Although the department-store chain posted same-store sales that beat estimates and boosted its earnings and sales guidance, the stock tumbled more than 14 percent — the most in more than a year. The decline is another sign that retailers still face deep pessimism on Wall Street as consumers flock to e-commerce.

Macy’s has been spending to win back shoppers by offering discounts and cutting back on unnecessary inventory. Like its peers, the company is struggling with a broader shift by consumers to online shopping and away from brick-and-mortar stores. Even as comparable sales unexpectedly rose, net sales in the second quarter fell 1.1 percent.

While “the quarter is good, on sales and gross margins, expenses were a little on the high side,” Poonam Goyal, senior U.S. retail analyst with Bloomberg Intelligence, said.

To lure back shoppers who are defecting from traditional department stores, Macy’s has been pushing its discount-focused Backstage concept, which offers an array of off-price items for bargain hunters. The retailer has opened about 20 locations in existing department stores and plans 100 more this fiscal year. Macy’s is also expanding its Bluemercury cosmetics chain.

Those efforts helped the company report a surprise bump in comparable sales. Same-store sales at owned plus licensed locations rose 0.5 percent in the quarter, beating the 0.9 percent drop analysts had expected, according to Consensus Metrix.

That marks the third straight quarter of positive growth for the key metric. Before that, Macy’s was on a grueling slog — 11 straight quarters of declining comparable-store sales — until the crucial retail gauge turned positive in the last year-end shopping season.

The department chain raised its full-year profit outlook to between $3.95 and $4.15 a share, excluding some items. The low point of the new range was the high point of the company’s previous forecast.

But that growth comes at a cost, with the company spending about $100 million more in the first half of the year to fund growth.

Heading into the results, Macy’s stock has gained about 66 percent this year, as investors have looked past a data breach and instead focused on the company’s improving performance. That’s left some room for profit-taking.

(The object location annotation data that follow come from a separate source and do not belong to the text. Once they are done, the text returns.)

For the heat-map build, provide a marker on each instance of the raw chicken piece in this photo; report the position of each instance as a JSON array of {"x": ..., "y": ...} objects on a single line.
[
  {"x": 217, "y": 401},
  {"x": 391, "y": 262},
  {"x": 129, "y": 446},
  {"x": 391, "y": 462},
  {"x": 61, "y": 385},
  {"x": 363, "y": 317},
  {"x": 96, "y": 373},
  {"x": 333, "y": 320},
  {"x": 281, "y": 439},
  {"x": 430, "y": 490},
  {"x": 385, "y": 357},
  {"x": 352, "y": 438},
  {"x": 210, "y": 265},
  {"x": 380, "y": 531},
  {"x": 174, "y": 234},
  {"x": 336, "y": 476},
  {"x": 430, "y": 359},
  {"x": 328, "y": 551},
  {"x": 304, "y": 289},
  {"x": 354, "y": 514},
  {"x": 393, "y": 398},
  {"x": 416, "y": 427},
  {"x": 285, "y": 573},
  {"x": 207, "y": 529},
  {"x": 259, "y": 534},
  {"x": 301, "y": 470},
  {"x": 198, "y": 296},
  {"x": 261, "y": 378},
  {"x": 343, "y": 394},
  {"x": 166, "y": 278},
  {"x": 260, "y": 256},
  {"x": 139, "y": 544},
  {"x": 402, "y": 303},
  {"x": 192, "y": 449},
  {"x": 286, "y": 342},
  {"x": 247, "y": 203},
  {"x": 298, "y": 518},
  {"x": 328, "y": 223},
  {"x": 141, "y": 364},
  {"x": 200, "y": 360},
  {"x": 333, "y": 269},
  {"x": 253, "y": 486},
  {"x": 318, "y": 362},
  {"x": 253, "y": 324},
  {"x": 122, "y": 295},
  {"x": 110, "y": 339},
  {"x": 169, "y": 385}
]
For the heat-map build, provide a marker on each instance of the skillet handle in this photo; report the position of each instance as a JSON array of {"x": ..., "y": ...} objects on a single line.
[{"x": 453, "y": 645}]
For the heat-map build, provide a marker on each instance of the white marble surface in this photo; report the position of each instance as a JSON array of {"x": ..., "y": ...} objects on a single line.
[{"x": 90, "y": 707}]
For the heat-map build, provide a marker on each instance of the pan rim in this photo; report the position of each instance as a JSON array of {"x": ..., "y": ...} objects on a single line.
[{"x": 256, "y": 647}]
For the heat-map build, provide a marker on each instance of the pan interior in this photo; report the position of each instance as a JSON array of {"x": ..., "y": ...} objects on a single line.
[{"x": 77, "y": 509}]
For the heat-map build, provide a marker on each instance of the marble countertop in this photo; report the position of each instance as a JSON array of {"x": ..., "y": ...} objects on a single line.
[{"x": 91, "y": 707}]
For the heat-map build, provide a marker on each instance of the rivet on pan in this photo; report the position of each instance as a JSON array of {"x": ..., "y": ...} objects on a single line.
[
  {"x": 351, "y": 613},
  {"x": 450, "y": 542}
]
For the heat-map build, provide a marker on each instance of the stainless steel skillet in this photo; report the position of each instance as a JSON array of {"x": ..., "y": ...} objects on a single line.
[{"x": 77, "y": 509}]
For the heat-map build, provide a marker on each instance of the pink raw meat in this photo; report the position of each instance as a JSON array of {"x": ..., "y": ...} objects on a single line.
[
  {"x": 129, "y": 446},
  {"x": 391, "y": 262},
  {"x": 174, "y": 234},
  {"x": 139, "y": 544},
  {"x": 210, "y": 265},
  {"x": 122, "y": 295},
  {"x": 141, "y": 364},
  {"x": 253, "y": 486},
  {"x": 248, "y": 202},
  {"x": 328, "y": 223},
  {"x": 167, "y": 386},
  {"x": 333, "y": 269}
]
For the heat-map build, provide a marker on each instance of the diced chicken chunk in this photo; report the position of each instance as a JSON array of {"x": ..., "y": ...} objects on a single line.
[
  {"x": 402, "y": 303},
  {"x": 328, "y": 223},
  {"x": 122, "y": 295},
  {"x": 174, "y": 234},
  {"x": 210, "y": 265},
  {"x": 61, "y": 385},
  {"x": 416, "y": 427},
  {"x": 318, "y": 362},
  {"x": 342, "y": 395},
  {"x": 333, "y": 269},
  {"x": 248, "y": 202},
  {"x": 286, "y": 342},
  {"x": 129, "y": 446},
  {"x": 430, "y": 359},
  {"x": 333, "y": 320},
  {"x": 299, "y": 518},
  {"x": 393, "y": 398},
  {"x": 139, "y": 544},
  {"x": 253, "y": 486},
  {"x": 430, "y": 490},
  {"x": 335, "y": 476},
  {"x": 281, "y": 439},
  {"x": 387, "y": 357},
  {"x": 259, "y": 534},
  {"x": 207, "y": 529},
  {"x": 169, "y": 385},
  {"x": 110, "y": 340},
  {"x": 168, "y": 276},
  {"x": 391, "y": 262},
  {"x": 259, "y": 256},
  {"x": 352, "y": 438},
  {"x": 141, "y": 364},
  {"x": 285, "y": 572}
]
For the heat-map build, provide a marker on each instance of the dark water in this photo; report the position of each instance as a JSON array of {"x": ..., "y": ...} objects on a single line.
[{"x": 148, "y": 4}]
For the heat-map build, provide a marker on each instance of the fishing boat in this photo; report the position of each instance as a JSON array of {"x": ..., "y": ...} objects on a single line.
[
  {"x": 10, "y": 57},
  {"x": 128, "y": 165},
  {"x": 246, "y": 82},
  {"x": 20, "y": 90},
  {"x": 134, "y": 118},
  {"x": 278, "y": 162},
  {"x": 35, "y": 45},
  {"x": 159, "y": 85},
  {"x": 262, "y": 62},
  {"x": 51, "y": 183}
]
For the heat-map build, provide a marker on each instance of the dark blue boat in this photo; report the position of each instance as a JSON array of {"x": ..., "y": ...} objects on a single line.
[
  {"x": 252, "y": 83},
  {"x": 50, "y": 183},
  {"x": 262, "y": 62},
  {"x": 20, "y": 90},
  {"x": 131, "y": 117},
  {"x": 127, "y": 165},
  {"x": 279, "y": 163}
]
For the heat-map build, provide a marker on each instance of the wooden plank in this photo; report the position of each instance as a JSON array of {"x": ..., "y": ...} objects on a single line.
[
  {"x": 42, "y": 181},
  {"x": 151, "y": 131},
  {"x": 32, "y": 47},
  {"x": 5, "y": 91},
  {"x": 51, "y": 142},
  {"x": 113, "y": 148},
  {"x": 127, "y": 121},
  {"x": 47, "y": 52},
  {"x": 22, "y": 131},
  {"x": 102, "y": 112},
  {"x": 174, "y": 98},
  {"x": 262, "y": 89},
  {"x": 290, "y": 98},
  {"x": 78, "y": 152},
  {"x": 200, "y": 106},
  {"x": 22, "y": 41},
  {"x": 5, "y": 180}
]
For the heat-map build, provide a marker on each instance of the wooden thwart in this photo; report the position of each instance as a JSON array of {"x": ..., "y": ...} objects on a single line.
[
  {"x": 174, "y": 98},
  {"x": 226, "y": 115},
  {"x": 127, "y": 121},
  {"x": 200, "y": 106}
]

“Shares have risen 37 percent over the past three months. So expectations were not low heading into this report,” said Brian Tunick, an analyst at RBC Capital Markets.

Tunick added in a research note that there may be confusion among investors about the profit estimates reported by data providers.

Chuck Grom, an analyst with Gordon Haskett, reiterated his buy recommendation for Macy’s and said that investors may have been looking for core same-store sales that were a “touch stronger.”